Yet - there seems to be a real barrier when it comes to libraries being open with their own catalog data. This seems rather odd because most libraries' catalogs are available for open access on the web. But try asking a library for some or all of that data and you suddenly hit a wall. Libraries don't like to say "no" so there's a lot of hemming, hawing, "we'll think about that," that goes on. But an out-and-out "yes" is rare.
I speak about this based on my experience with the Open Library, a project of the Internet Archive. The OL wants to create a humongous bibliographic database (right now only of book records) on the Web, using a wiki-like front-end that would allow anyone to edit the bibliographic data. To me the most interesting aspect of the project is that it would bring bibliographic entries to the web's surface; they could be the subject of links from other documents, and potentially could begin the creation of a bibliographic web linking books to each other. But in spite of putting out a call for bibliographic records and making personal and direct pleas to a number of libraries, the OL has received only a lukewarm response.
To be sure, any data submitted to the Internet Archive becomes publicly available. And at some time in the future it may be possible for people to download individual bibliographic records for their own use. I know that there is some speculation that OCLC "owns" the data and that the OCLC license may not allow this level of re-distribution. I also know that some records in library databases are covered by vendor licenses (other than OCLC). Presumably those could be excluded from the data set. But it still surprises me how un-open libraries are with their own data, given how much they encourage others to be open with theirs.
During the comment period for the Future of Bibliographic Control report, the Open Knowledge Foundation posted a call for library data openness on the OKF wiki.
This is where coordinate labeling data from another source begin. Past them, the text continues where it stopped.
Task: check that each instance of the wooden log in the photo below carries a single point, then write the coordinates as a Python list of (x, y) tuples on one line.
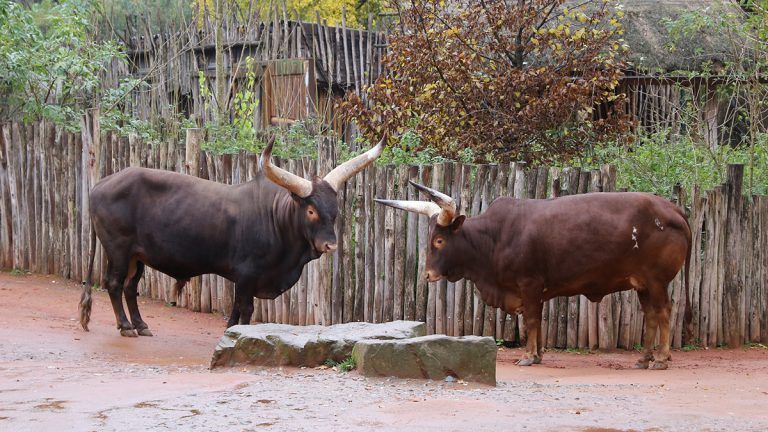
[(388, 301), (520, 189), (461, 314), (360, 246), (435, 301), (606, 307), (379, 258), (733, 283), (478, 310), (370, 228), (401, 183), (194, 138), (489, 326), (450, 189), (411, 250), (421, 282), (348, 245)]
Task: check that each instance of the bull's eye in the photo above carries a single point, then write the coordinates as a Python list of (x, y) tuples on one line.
[(438, 242), (312, 214)]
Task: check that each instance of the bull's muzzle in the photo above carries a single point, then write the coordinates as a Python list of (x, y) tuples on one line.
[(431, 276)]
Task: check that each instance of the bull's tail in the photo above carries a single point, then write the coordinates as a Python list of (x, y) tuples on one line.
[(85, 298), (688, 317)]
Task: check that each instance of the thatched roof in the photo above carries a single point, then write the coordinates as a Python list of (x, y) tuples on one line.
[(649, 40)]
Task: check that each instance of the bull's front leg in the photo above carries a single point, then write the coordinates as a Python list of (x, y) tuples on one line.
[(533, 348)]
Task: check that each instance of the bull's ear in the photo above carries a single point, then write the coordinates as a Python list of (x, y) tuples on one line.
[(457, 222)]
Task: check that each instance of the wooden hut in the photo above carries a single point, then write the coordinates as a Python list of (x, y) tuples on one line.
[(293, 69), (671, 77)]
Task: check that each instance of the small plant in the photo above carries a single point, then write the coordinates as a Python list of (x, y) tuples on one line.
[(18, 272), (344, 366), (755, 345), (690, 347), (578, 351)]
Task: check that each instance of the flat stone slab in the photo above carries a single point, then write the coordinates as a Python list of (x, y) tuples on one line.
[(469, 358), (288, 345)]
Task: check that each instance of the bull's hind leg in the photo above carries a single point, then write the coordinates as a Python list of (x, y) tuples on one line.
[(663, 312), (234, 317), (649, 335), (244, 304), (131, 298), (532, 318), (113, 282)]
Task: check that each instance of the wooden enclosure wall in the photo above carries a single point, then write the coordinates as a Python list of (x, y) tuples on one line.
[(46, 173), (338, 58)]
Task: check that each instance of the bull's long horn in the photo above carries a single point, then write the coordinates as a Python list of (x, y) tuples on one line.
[(423, 207), (447, 204), (297, 185), (345, 171)]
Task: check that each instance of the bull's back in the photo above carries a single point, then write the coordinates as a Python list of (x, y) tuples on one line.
[(594, 242), (175, 223)]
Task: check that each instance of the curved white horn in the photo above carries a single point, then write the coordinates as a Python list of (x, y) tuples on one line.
[(446, 204), (345, 171), (426, 208), (295, 184)]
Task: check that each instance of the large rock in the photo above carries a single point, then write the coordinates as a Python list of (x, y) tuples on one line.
[(470, 358), (287, 345)]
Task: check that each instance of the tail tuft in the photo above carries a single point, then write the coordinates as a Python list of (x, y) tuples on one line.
[(85, 306)]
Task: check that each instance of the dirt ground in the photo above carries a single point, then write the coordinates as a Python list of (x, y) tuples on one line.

Many dozens signed their names to the OKF's call for open licensing of bibliographic data, including important people like Larry Lessig and Tim O'Reilly. The arguments in OKF's document seemed pretty clear to me:
Bibliographic records are a key part of our shared cultural heritage. They too should therefore be made available to the public for access and re-use without restriction. Not only will this allow libraries to share records more efficiently and improve quality more rapidly through better, easier feedback, but will also make possible more advanced online sites for book-lovers, easier analysis by social scientists, interesting visualizations and summary statistics by journalists and others, as well as many other possibilities we cannot predict in advance.Nothing of this was included in the final report.
Libraries complain that they don't get the kind of attention that Web resources like Google and OL get. They complain about the lack of transparency of the commercial data vendors; that Google won't say how many books it has online nor will it reveal its work on attempts to rank book retrievals. Libraries could be doing this experimentation themselves, and in the open, if their data were on the Web. They could be visible, out there, allowing incredible innovation to happen based on the hundreds of years of collecting materials and creating relatively consistent metadata for those materials. Their reluctance to let their data out of the databases just baffles me, and isn't in concert with their stated goals of open access.